Expertise where it's needed
The development of a therapeutic relationship requires complex skills, including demonstrating respect, clear boundaries, and self-awareness.3 The APRN-PMH provides clinical expertise and applies many skills in the establishment of the nurse-patient relationship, such as understanding the patient's nonverbal communication and ascribing meanings to behavior. A key element of the APRN-PMH role is creating environments through mentorship and system changes that empower nurses to develop caring, evidence-based practices to alleviate patient distress, facilitate ethical decision making, prevent adverse events, and respond to diversity.

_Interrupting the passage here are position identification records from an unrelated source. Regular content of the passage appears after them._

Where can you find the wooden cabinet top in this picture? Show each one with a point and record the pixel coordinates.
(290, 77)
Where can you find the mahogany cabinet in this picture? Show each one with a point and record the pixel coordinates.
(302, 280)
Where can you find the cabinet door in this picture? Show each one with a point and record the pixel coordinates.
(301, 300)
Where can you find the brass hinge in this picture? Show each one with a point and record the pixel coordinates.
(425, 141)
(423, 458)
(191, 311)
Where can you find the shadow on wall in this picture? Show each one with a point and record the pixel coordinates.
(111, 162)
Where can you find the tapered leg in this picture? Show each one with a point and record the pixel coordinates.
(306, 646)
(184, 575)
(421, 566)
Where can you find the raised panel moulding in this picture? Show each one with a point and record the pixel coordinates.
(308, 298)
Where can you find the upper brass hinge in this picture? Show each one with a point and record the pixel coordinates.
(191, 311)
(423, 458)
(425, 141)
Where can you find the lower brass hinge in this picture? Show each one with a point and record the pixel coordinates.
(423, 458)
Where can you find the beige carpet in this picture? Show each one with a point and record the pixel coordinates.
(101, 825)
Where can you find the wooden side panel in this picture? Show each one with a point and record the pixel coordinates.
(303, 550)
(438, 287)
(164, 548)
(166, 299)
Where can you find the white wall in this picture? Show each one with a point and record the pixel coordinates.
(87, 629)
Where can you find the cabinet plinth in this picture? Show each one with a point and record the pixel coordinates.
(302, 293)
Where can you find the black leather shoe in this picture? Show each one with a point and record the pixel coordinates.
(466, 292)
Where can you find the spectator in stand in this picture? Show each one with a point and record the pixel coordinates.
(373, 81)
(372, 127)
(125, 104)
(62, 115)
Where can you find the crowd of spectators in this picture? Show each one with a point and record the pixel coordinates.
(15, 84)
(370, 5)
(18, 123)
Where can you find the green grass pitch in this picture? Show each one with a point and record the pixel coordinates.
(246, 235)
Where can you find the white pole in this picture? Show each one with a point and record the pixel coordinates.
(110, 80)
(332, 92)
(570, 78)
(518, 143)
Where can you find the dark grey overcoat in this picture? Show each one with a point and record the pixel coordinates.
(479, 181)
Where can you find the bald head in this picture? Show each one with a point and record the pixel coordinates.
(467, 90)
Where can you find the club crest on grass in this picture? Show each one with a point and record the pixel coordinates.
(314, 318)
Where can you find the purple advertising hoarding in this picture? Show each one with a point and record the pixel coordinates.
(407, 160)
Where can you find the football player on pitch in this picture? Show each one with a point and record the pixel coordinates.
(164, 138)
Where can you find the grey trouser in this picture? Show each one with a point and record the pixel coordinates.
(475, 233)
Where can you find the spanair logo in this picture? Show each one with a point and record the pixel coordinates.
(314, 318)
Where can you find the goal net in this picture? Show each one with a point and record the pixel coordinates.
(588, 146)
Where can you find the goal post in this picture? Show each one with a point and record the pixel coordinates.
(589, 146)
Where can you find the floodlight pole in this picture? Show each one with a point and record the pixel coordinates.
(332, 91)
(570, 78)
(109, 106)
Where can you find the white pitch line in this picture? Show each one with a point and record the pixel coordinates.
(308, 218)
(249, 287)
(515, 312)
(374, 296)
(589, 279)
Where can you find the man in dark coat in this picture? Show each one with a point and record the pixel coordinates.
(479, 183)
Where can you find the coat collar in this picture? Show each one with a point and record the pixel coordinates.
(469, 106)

The APRN-PMH plays a significant role in today's ever-changing and complex healthcare system by using evidence-based interventions to decrease length of stay/cost; manage delirium; identify and manage cognitive changes, particularly in the aging population; detect suicidal ideation; deescalate agitation, especially in the ED and on the ICU; and support complex protocol paradigms to mitigate risks and promote patient safety. The APRN-PMH's expertise and competencies can also shepherd an organization's desire to achieve or maintain Magnet(R) recognition. The APRN-PMH is essential in providing comprehensive, individualized, and collaborative practice for patient and staff safety; promoting positive patient outcomes; supporting management; and upholding the institutional mission while furthering the advancement of nursing practice.
Case study
Mr. T is 41-year-old divorced, disabled male patient diagnosed with Von Hippel-Lindau disease at age 10. He also has hypertension, diabetes, and alcohol use disorder. He has had four nephrectomies and five craniotomies over the past 10 years, and he's scheduled for a pancreatectomy. He's had numerous admissions since 1998 and a long history of alcohol abuse with limited insight; he denies the need for alcohol rehabilitation and has no interest in attending Alcoholics Anonymous meetings. He denies past treatment for alcohol withdrawal and states that he drinks due to boredom and doesn't remember ever having withdrawal symptoms, seizures, or blackouts in the past.

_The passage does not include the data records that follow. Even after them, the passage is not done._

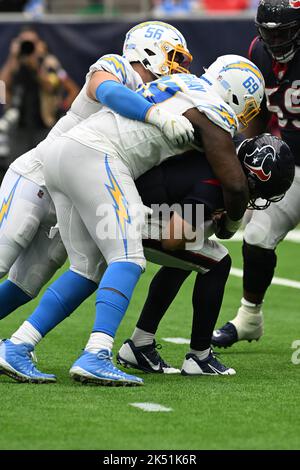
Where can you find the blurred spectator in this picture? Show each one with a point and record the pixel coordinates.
(38, 92)
(12, 5)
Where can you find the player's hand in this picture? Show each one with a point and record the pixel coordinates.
(175, 128)
(224, 227)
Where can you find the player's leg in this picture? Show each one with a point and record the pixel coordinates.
(23, 206)
(207, 300)
(61, 298)
(262, 235)
(212, 263)
(113, 199)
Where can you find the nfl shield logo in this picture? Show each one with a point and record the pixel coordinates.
(295, 3)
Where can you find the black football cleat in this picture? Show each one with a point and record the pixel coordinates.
(225, 336)
(145, 358)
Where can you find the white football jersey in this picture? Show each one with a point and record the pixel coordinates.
(30, 164)
(142, 146)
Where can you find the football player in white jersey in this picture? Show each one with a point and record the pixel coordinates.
(90, 174)
(27, 213)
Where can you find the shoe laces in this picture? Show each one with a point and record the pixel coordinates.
(104, 354)
(154, 355)
(228, 327)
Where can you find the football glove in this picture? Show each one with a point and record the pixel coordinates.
(177, 129)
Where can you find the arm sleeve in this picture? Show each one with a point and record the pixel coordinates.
(122, 100)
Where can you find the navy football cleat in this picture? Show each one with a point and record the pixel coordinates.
(99, 369)
(16, 362)
(192, 365)
(145, 358)
(225, 336)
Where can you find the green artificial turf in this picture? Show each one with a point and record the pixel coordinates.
(256, 409)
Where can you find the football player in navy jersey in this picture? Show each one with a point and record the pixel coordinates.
(177, 180)
(276, 52)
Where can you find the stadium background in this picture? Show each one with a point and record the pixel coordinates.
(256, 409)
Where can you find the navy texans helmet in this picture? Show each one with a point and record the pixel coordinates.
(269, 166)
(278, 23)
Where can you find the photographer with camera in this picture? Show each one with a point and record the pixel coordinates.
(38, 91)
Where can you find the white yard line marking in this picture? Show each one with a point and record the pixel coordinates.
(177, 340)
(293, 236)
(152, 407)
(279, 281)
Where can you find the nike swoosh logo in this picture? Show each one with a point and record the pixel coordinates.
(153, 366)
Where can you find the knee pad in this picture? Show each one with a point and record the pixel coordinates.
(258, 234)
(259, 266)
(223, 267)
(9, 251)
(57, 252)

He arrives at the NIHCC intoxicated, concealing a bottle of gin in his backpack and with slurred speech. The nursing staff and psychiatrist request a consult with the APRN-PMH regarding the potential for alcohol withdrawal. The use of the Clinical Institute Withdrawal Assessment for Alcohol Scale to measure the patient's withdrawal is recommended. His score is 20, necessitating the use of lorazepam for withdrawal symptoms based on a symptom-triggered treatment approach, which decreases the use of benzodiazepines and cost, promotes patient safety, decreases hospital length of stay, and improves patient outcomes. Mr. T had a positive detoxification treatment and surgical outcome.